Variations in solar radiation are usually slight, but when several periods of low solar activity come one after the other, the temperature on Earth falls substantially. This occurred, for example, from 1640 to 1715, a period that is referred to as the ‘Little Ice Age’.
This was the time when people in the Netherlands used to skate along the frozen canals of Amsterdam in the wintertime. Soon afterward the cold snap came to an end and the use of skates
became much less common (Fig. 1.3.8).
Volcanic eruptions
What natural phenomenon amazes us most by its power and energy? The answer, surely, is the eruption of a volcano. Do you think that volcanoes heat up the Earth’s atmosphere or cool it down? At first glance, it seems that they must heat the atmosphere up. It is true that the hot lava and burning-hot gases raise the air temperature, but only near the volcano. What has the biggest impact on climate is not hot lava or gas, but volcanic ash. The eruption sends it high
into the stratosphere, to altitudes of 10–15 km, where it stays for a long time. The ash blocks out some of the sun’s rays, as a result of which the whole planet gets colder.
Any powerful volcanic eruption, in which a column of ash reaches the stratosphere, causes
short-term cooling a year later. For example, after the Napoleonic Wars in Europe, people wondered why the climate turned cold for a number of years. The reason was the eruption of the Tambora volcano in what is now Indonesia. The same thing happened in 1983 after the eruption of El Chichon in Mexico, and in 1992 after the eruption of Mount Pinatubo in the Philippines.

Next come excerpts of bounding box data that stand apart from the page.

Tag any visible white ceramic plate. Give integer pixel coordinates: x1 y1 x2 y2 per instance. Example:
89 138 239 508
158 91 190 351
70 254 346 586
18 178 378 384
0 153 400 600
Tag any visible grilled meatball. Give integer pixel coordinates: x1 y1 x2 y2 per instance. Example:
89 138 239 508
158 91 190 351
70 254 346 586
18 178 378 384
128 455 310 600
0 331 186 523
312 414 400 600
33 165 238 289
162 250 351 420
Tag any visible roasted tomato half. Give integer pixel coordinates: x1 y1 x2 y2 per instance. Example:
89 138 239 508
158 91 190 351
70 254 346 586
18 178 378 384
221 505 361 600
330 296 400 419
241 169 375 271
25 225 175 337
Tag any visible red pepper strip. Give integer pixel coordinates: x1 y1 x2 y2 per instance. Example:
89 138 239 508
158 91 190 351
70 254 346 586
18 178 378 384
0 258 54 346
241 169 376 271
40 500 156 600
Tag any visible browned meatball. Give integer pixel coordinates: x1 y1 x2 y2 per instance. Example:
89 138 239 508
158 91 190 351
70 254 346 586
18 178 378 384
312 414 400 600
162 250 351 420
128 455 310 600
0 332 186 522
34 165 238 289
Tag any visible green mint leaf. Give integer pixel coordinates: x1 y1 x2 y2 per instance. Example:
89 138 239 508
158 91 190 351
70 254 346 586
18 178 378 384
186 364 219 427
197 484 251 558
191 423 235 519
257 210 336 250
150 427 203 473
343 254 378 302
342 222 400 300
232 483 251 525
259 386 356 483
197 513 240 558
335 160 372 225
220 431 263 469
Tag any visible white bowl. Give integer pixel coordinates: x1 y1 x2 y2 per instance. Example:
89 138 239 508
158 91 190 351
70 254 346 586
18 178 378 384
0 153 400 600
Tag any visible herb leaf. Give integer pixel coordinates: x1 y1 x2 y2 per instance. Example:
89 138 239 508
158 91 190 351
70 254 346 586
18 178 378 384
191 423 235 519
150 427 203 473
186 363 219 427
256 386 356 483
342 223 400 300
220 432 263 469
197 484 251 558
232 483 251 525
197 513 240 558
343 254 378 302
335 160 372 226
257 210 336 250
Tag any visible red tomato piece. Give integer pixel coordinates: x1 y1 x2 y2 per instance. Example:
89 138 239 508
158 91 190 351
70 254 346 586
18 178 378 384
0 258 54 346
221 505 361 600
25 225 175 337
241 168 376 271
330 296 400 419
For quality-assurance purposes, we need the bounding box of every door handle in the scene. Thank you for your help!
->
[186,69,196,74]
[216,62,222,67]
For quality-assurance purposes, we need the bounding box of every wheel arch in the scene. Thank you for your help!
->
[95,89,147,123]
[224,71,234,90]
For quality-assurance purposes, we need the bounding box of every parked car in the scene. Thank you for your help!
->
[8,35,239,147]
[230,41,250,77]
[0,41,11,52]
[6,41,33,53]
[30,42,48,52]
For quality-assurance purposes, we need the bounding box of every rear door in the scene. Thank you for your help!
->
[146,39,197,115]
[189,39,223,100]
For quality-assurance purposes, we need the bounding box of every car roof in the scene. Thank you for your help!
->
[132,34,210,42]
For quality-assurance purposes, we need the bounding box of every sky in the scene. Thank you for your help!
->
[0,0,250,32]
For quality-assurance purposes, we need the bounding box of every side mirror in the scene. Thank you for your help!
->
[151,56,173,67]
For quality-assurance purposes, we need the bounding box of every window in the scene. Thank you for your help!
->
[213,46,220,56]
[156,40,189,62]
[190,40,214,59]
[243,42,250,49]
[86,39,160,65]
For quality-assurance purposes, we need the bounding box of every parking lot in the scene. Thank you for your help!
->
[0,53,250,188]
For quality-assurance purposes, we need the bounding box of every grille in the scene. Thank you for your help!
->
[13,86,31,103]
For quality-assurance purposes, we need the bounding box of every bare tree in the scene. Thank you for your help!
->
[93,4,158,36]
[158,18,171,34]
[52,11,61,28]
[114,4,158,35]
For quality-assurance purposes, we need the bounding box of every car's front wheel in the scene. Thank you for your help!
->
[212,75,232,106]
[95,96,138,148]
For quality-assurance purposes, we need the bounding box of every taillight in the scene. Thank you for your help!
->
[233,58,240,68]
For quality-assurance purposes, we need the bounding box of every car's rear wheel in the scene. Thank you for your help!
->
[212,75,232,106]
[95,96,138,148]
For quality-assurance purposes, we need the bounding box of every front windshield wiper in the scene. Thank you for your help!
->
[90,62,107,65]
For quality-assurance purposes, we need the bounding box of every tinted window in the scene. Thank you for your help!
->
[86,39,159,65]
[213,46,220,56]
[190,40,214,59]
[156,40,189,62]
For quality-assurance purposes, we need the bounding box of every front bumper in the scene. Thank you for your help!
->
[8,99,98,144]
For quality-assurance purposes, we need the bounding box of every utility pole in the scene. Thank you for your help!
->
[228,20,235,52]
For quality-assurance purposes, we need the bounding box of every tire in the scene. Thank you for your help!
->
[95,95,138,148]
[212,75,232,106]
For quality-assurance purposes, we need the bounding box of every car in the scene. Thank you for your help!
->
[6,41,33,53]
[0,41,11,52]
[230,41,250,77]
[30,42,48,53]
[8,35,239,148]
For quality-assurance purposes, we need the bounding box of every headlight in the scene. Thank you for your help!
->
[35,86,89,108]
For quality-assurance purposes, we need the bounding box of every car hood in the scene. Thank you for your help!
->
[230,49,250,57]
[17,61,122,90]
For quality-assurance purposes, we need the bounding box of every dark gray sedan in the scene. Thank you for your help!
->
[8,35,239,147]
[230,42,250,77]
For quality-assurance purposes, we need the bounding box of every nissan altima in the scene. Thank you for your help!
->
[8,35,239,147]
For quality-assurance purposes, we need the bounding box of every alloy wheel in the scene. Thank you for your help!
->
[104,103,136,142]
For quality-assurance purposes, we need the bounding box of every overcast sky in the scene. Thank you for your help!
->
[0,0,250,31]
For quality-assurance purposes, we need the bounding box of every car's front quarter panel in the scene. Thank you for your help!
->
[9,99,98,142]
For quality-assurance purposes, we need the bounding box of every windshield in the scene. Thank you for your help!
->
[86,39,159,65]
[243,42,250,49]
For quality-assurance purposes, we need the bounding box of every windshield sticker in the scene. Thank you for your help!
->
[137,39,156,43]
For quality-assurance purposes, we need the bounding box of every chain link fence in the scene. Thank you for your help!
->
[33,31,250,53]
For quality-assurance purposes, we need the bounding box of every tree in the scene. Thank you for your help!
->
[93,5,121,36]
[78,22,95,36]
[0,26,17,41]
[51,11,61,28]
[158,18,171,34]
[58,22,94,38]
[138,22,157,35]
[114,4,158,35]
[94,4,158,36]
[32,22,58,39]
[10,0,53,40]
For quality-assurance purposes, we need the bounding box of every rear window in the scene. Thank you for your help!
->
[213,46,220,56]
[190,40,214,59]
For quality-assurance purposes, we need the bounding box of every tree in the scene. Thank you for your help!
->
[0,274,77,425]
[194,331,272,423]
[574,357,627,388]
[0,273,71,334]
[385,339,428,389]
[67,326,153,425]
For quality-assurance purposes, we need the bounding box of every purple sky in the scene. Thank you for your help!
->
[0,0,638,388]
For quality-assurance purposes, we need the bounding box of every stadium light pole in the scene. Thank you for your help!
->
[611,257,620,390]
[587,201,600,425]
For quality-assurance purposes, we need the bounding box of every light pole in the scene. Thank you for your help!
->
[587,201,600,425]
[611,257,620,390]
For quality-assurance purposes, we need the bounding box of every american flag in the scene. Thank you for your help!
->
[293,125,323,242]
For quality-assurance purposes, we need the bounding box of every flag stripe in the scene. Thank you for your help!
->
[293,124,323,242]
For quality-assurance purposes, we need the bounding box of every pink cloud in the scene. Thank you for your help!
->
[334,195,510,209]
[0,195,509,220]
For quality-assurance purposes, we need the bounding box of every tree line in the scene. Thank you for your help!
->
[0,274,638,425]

After 2–3 years the ash settles, and volcanoes cease to have an impact on the Earth’s climate until the next major eruption throws ash into
the stratosphere.
Such huge eruptions are rare, and most of the eruptions we hear about do not affect the Earth’s climate. For example, the eruption of the volcano with the hard-to-pronounce name, Eyyafyad-layёkyudl, in Iceland in 2010 threw out a lot of ash, but only into the lower atmosphere. Aircraft all over Europe were grounded, but the ash from this Icelandic volcano settled quickly and did not spread around the globe.
Ocean currents
It has been shown that the discovery a thousand years ago by Norwegian Vikings of Greenland coincided with a warm period. Hence the choice of name by the discoverers. Of course, even then Greenland was not completely green: glaciers covered the greater part of the island, as they do now, but the southern edge was ice-free and relatively warm. The reason for this was changes in ocean currents: when they are stronger the local climate becomes a little warmer; when they are weaker it gets colder. This behavior by ocean currents has been sufficient to cause warmer and colder periods in various parts of the world.